Wenn auf diese Weise realistischere Fahrpläne mit eventuellen Pufferzeiten entstehen und überdies vom Regionalverband und DB Regio S-Bahn eine ehrliche Perspektive erarbeitet wird, bis wann frühestens, und vor allem verlässlich gerechnet, mit einer Rücknahme der ab dem kommenden Dezember geltenden Fahrplaneinschränkungen gerechnet werden kann, eröffnet sich eine große Chance. Die S-Bahn kann endlich wieder mehr Verlässlichkeit bieten, die in letzter Zeit doch ziemlich abhandengekommen war.

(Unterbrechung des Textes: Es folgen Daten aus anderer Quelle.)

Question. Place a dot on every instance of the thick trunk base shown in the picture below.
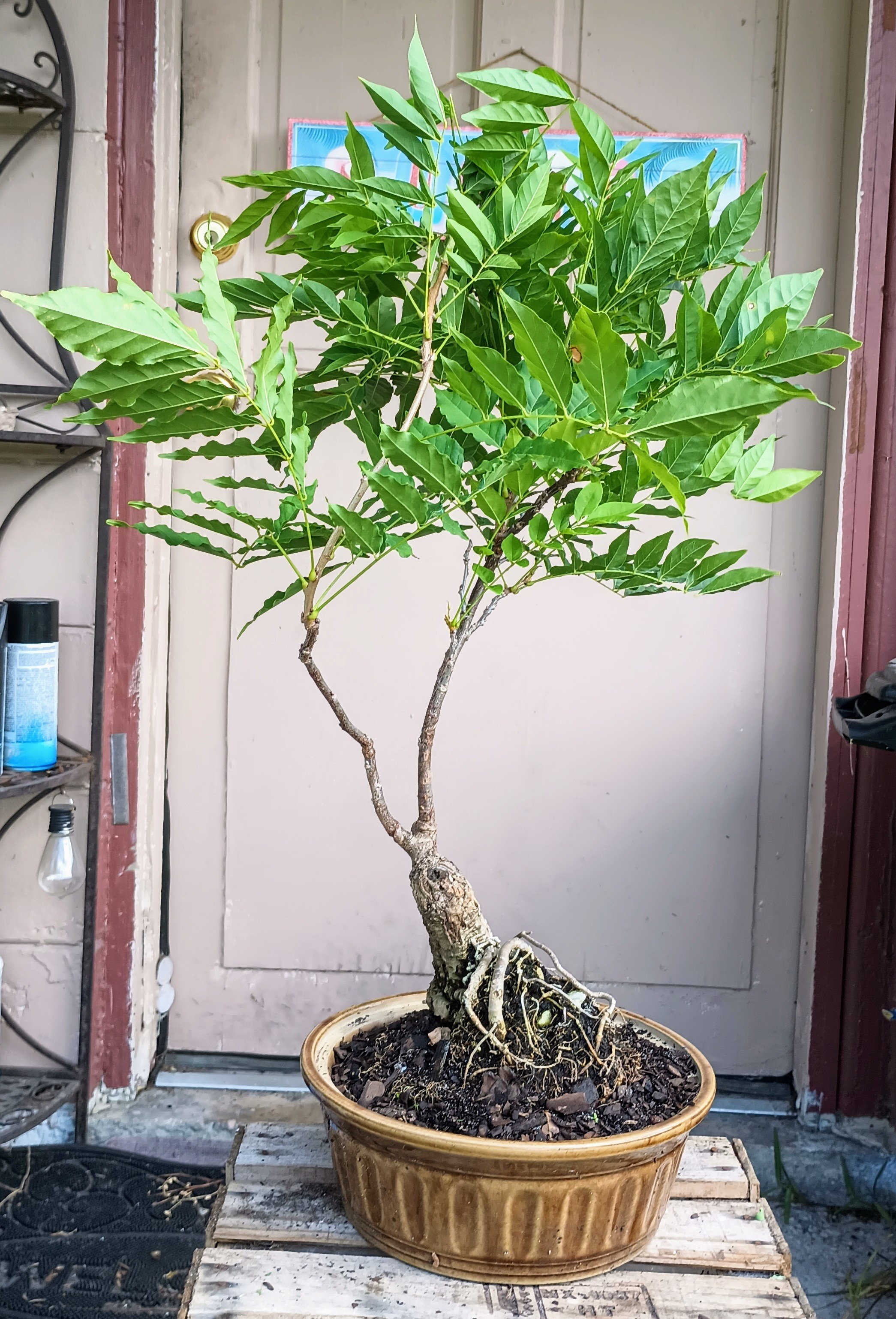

Die leidgeprüften Fahrgäste und das hoch belastete Fahr- und Betriebspersonal hätten das sehr verdient.
Naja, wenn dann die Anbindung an andere Teile der VVS gegeben ist, dann will ich die Hoffnung nicht verlieren. Aber muss es denn Alltag sein, dass unsereins mind. ne Bahn früher plant um sicherzustellen, pünktlich auf Arbeit zu sein?
Muss ich für ne Strecke, die ich in 20 – 40 Minuten mit Auto hinbekomme plötzlich 2 Stunden einplanen? Wo bleibt meine Lebensqualität?
Wäre es nicht viel besser und ehrlicher, statt des 15-Minuten-Takts einen 20-Minuten-Takt einzuführen? Wie die Erfahrungen zeigen, lässt sich der 15-Minuten-Takt in der Hauptverkehrszeit so eh nicht umsetzen, was nur zu genervt Fahrgästen und zu gestresstem Personal führt. Evtl. hängt der hohe Krankenstand auch damit zusammen. Meine These: Lieber 3 S-Bahnen pro Stunde statt 4 (die es eh nicht schaffen). Das würde zu einem verlässlichen Fahrplan führen und letztlich zu mehr Akzeptanz für den ÖPNV.
20 Minuten Takt heißt dann aber etwa auch 40 Minuten Takt für die Region. Da tuckert selbst die RB47 öfter übers Feld als dann z.B. die S60, wenn mal wieder Taktausdünnung ansteht
Das würde aber erhebliche Umstellungen im gesamten Fahrplangefüge, auch im Regionalverkehr zur Folge haben (30-Minuten-Takt Regio vs. 20-Minuten bei der S-Bahn, im Mischverkehr an Rems/Murr/im Gäu nicht möglich).
Es hat natürlich keinen Zweck, aber ich will doch noch mal meinen Kropf leeren. Ich war fast 30 Jahre Pendler zwischen Stuttgart und Böblingen (Linie S1), und die letzten 10 Jahre habe ich mich gefühlt fast jeden Tag über die S-Bahn geärgert. Jetzt ist Schluß. Ich habe meinen Job gekündigt, und ich habe den Verbundpaß gekündigt; und ja – die schlechten Verkehrsverhältnisse waren einer von mehreren Gründen, den Job hinzuschmeißen.
Heute ist mein letzter Arbeitstag. Die S-Bahn hat mir den Abschied leicht gemacht, indem sie am vorletzten Arbeitstag ‚wegen Verspätung aus vorheriger Fahrt‘ 20 min verspätet war, und ich also rund 30 min am Böblinger Bahnhof im Sudelwetter herumstand. Ich werde mir kein Deutschland-Ticket kaufen, unter anderem weil mir die Bemühungen der Deutschen Bahn (das Wort ‚Leistung‘ scheint mir nicht angemessen) keine 49 Euro wert sind. (Über das 9-Euro-Ticket, das es mal gab, ließe ich mit mir reden.) Meine Einkäufe kann ich zu Fuß erledigen, und wenn ich sonst mal ‚Mobilität‘ brauche, kaufe ich mir einen Fahrschein für die Stuttgarter Straßenbahn. Die S-Bahn hat mich als Kunden verloren.